To Chris Leslie, the Labour member for Nottingham East, he declared that regulatory alignment was "not harmonisation, being in the single market, or having exactly the same rules". It was, he said, "this House exercising its democratic right to choose our own laws in such a way as to maximise our ability to sell abroad. That is how it will work".

Later on, Labour's Chuka Umunna intervened, reminding the Secretary of State that he did not think that keeping the UK overall in the customs union and the single market was the answer. So, asked Umunna, "what does he believe is?" The answer was: "a comprehensive free trade agreement, a customs agreement and all the associated regulatory alignment".

Stephen Hammond asked whether, for the continued success of legal, professional and financial services post Brexit, not only mutual recognition, but UK-wide regulatory alignment with the EU will be necessary, to have Davis declare: "If by alignment my hon. Friend means mechanisms such as mutual recognition, yes, I agree entirely".

Mike Gapes got short shrift when he asked Davis to "tell us the difference between regulatory convergence and regulatory alignment". "One is about harmonisation, one is not", said Davis, picking up the "slightly confused" Lucy Powell who asked whether regulatory alignment was "the only way to deliver the frictionless border". "The simple truth", said Davis, "is that we will need to establish arrangements whereby we get the same or similar outcomes for some areas of industry and service - no more, no less".

Then, having already told Antoinette Sandbach and others that regulatory alignment applies to the whole United Kingdom, Davis was confronted by Stephen Timms, who challenged him to confirm this.

Said Davis, "I have explained to the House that regulatory alignment is not harmonisation. It is a question of ensuring similar outcomes in areas where we want to have trade relationships and free and frictionless trade. Anything we agree for Northern Ireland in that respect, if we get our free trade area, will apply to the whole country".

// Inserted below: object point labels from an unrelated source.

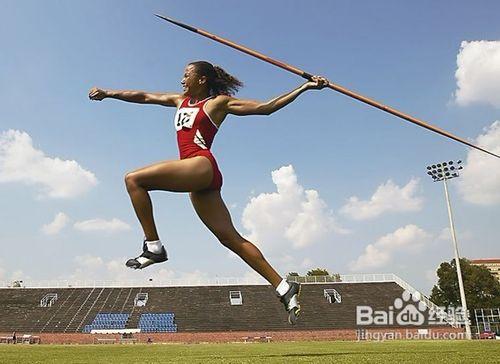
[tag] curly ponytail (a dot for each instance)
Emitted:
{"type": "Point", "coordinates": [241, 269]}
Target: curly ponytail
{"type": "Point", "coordinates": [219, 81]}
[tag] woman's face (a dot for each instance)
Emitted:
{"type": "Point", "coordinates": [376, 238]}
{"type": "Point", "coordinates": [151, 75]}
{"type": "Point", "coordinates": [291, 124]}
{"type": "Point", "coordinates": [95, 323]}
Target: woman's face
{"type": "Point", "coordinates": [191, 82]}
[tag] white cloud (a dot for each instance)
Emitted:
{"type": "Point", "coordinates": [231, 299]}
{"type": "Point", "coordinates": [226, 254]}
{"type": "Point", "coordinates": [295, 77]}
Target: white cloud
{"type": "Point", "coordinates": [110, 226]}
{"type": "Point", "coordinates": [478, 73]}
{"type": "Point", "coordinates": [291, 214]}
{"type": "Point", "coordinates": [388, 197]}
{"type": "Point", "coordinates": [59, 222]}
{"type": "Point", "coordinates": [89, 267]}
{"type": "Point", "coordinates": [56, 178]}
{"type": "Point", "coordinates": [409, 238]}
{"type": "Point", "coordinates": [445, 235]}
{"type": "Point", "coordinates": [479, 181]}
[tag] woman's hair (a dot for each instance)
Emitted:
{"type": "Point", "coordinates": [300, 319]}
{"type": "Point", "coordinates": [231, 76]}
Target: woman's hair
{"type": "Point", "coordinates": [219, 81]}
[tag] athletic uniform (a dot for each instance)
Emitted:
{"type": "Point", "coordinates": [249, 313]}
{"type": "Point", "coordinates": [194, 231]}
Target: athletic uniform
{"type": "Point", "coordinates": [195, 134]}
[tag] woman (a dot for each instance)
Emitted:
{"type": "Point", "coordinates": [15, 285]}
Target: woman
{"type": "Point", "coordinates": [201, 108]}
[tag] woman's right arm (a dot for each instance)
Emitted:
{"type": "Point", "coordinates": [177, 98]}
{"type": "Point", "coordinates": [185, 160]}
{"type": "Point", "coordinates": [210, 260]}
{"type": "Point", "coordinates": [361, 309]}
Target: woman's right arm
{"type": "Point", "coordinates": [140, 97]}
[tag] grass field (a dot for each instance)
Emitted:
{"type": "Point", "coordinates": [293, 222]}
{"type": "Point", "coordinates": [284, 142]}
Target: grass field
{"type": "Point", "coordinates": [299, 352]}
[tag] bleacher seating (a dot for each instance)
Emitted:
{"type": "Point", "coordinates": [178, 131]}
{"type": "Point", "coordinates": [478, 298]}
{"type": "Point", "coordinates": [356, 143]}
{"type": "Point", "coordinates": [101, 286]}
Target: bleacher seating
{"type": "Point", "coordinates": [157, 322]}
{"type": "Point", "coordinates": [77, 309]}
{"type": "Point", "coordinates": [107, 321]}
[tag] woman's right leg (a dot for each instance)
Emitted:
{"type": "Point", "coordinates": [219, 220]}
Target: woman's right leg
{"type": "Point", "coordinates": [213, 212]}
{"type": "Point", "coordinates": [184, 175]}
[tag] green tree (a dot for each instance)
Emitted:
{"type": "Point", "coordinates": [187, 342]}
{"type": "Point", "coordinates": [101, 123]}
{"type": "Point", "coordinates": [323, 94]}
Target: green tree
{"type": "Point", "coordinates": [482, 289]}
{"type": "Point", "coordinates": [317, 272]}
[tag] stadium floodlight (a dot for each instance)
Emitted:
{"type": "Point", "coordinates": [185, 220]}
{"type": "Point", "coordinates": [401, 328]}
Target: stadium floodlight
{"type": "Point", "coordinates": [445, 171]}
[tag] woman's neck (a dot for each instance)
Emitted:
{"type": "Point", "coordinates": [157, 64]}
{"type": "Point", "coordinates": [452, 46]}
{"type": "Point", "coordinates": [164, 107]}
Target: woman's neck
{"type": "Point", "coordinates": [199, 96]}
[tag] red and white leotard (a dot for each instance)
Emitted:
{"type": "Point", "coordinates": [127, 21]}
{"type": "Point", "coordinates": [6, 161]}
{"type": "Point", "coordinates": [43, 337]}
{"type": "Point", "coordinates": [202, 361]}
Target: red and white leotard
{"type": "Point", "coordinates": [195, 134]}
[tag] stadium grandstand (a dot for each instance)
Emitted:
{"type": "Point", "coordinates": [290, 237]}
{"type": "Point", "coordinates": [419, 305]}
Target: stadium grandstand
{"type": "Point", "coordinates": [218, 310]}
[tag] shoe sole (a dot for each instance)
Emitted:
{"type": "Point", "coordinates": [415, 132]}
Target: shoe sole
{"type": "Point", "coordinates": [144, 265]}
{"type": "Point", "coordinates": [294, 313]}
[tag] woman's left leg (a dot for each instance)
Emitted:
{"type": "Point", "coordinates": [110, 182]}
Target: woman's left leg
{"type": "Point", "coordinates": [213, 212]}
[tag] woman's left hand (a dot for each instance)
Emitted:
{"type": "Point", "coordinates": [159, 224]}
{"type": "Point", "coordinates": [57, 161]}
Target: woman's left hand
{"type": "Point", "coordinates": [317, 83]}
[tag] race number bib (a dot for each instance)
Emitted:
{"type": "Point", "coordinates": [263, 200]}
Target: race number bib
{"type": "Point", "coordinates": [184, 118]}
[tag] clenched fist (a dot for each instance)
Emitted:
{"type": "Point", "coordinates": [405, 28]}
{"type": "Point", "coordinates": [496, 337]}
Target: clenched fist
{"type": "Point", "coordinates": [97, 94]}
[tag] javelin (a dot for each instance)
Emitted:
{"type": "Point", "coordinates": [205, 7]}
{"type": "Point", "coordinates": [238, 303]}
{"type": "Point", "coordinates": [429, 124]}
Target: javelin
{"type": "Point", "coordinates": [331, 85]}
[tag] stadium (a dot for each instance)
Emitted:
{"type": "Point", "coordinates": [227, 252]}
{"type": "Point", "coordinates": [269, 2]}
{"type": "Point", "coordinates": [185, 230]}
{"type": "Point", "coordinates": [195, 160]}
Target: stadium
{"type": "Point", "coordinates": [98, 313]}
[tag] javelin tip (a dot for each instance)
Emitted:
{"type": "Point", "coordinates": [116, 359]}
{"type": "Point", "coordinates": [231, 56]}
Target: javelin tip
{"type": "Point", "coordinates": [178, 23]}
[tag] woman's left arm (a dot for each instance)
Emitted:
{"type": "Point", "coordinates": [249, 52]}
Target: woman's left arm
{"type": "Point", "coordinates": [250, 107]}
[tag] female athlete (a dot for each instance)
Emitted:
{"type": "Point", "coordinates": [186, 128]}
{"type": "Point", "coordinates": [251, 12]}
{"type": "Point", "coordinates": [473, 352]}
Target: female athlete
{"type": "Point", "coordinates": [203, 105]}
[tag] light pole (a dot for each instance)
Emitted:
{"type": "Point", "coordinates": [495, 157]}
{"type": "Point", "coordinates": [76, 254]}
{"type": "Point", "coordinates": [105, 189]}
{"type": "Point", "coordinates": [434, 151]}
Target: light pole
{"type": "Point", "coordinates": [442, 172]}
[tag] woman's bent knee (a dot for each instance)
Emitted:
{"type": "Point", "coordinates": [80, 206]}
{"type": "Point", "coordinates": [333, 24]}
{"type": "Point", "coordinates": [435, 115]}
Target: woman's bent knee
{"type": "Point", "coordinates": [131, 181]}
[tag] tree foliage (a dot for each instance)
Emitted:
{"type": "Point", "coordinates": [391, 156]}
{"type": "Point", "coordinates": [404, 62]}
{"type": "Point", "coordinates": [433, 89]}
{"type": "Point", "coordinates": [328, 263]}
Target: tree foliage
{"type": "Point", "coordinates": [482, 289]}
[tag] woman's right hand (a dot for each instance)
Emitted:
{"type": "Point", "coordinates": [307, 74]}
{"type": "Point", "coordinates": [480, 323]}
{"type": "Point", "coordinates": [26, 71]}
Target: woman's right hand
{"type": "Point", "coordinates": [97, 94]}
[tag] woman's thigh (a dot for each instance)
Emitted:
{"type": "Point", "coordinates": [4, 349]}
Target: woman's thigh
{"type": "Point", "coordinates": [185, 175]}
{"type": "Point", "coordinates": [213, 212]}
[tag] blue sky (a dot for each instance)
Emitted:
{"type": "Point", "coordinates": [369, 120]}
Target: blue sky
{"type": "Point", "coordinates": [400, 53]}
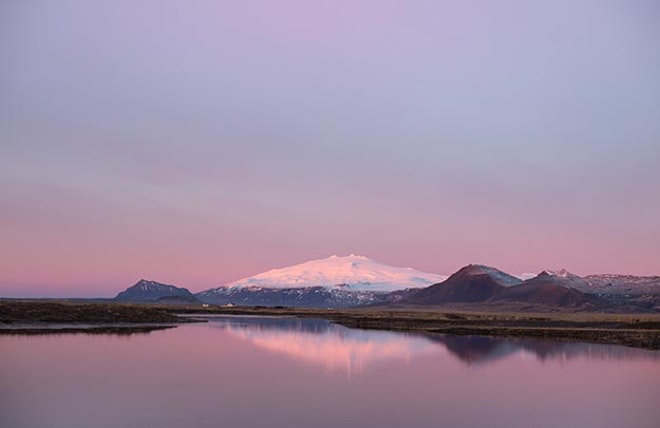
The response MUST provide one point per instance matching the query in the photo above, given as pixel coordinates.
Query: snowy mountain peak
(563, 273)
(356, 272)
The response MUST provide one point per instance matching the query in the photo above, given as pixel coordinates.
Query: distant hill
(551, 290)
(483, 286)
(341, 296)
(472, 283)
(152, 291)
(622, 284)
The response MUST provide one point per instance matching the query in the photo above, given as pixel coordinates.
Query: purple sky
(198, 142)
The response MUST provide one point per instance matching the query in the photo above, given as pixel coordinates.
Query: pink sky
(200, 145)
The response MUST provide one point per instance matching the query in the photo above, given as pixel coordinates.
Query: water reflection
(337, 348)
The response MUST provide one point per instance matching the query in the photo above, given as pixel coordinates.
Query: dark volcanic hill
(151, 291)
(471, 284)
(551, 290)
(622, 284)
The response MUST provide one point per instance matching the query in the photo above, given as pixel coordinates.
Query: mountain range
(351, 281)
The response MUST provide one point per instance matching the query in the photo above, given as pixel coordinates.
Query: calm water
(265, 372)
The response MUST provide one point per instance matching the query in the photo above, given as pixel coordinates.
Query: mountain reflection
(337, 348)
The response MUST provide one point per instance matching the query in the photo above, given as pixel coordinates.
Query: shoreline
(632, 330)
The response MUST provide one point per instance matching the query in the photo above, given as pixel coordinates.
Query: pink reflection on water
(202, 376)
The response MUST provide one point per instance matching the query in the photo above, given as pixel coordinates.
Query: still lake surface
(282, 372)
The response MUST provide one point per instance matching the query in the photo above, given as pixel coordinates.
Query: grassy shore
(635, 330)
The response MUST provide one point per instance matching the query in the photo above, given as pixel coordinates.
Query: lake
(286, 372)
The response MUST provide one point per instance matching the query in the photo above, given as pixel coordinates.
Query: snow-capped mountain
(356, 272)
(144, 291)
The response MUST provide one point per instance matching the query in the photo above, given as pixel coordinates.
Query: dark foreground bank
(634, 330)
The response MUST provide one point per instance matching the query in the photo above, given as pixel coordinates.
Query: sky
(199, 142)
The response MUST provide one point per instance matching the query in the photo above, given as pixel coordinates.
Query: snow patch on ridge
(355, 271)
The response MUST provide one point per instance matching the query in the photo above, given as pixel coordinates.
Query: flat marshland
(635, 330)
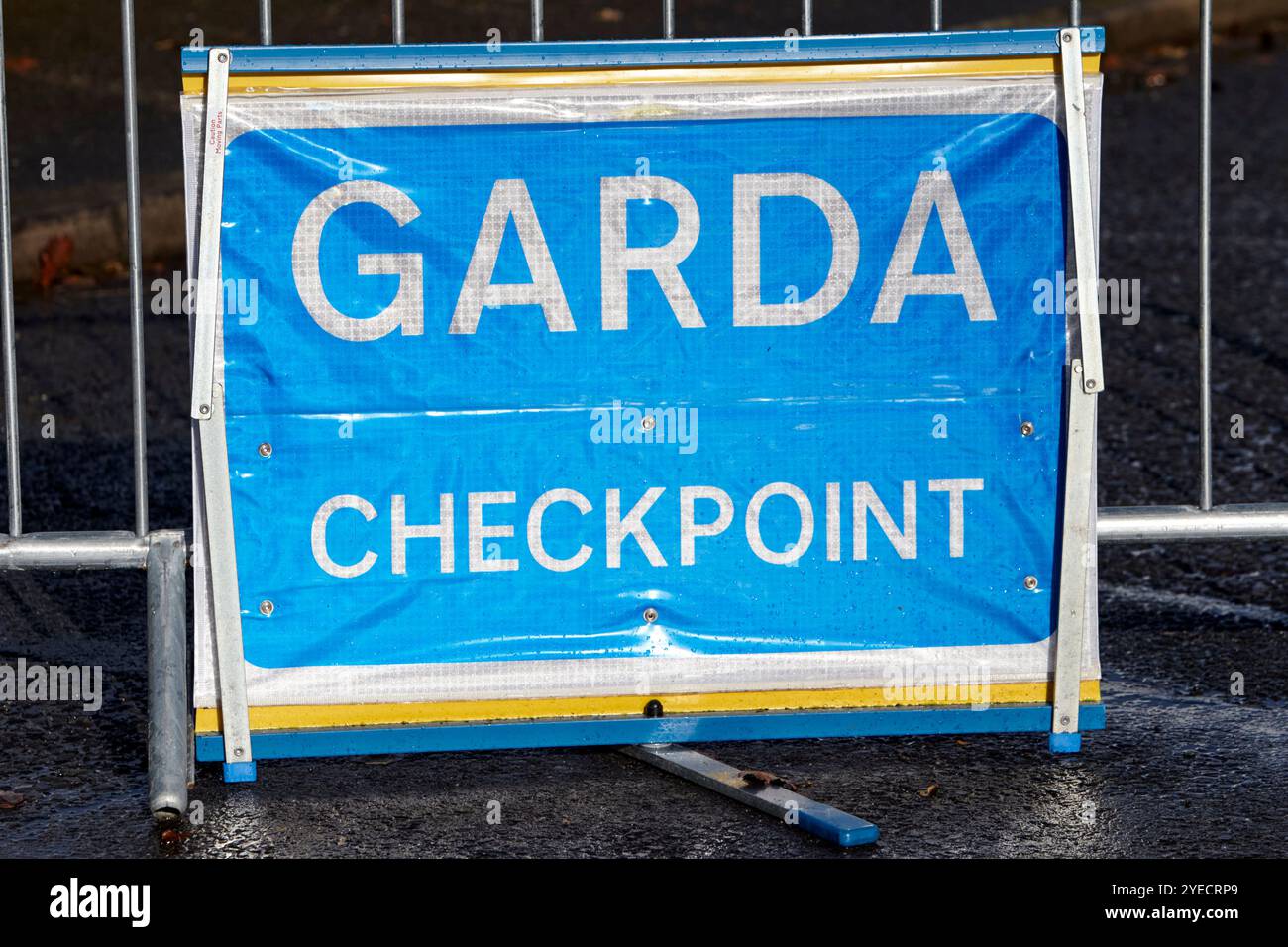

So, the cat is out of the bag and there is no going back. Essentially, the UK is aiming for what it has always aimed, more or less from the start of the May administration. It wants "a comprehensive free trade agreement, a customs agreement and all the associated regulatory alignment", the latter meaning either mutual recognition or what amounts to regulatory equivalence.

Furthermore, in his haste to pacify the DUP, Davis has confirmed that Northern Ireland will not be treated as a special case – yet despite this still expects a "frictionless border".

Currently (at the time of writing), Mrs May is still waiting to speak to Arlene Foster and her Wednesday visit to Brussels has been cancelled. As far as the rest of the week goes, Mr Juncker has told her that she has the Thursday but that's it.

But, even if by then – or whenever the next meeting takes place – Mrs May has managed to square off the DUP, her Secretary of State has destroyed the Brussels pitch. As now defined, there is no possible way that the "colleagues" can accept regulatory alignment as a satisfactory basis for allowing UK goods free access to Ireland.

Such is the apparent concern of Brussels that the talks should continue, one takes the view that the EU collectively has decided that it is too early for them to fail. We can, therefore, expect another fudge, although the options for "creative ambiguity" are rapidly running out.

What we must not lose sight of though is that this current shambles has demonstrated that the UK government's strategic thinking on Brexit has not advanced one iota. It is still wanting to have its cake and eat it, and still hasn't come to terms with the consequences of leaving the Single Market.

And all of this goes back to the Lancaster House speech, my response to which was expressed in uncharacteristically blunt language. And if that's what we were then, that's what we are now. Nothing has changed.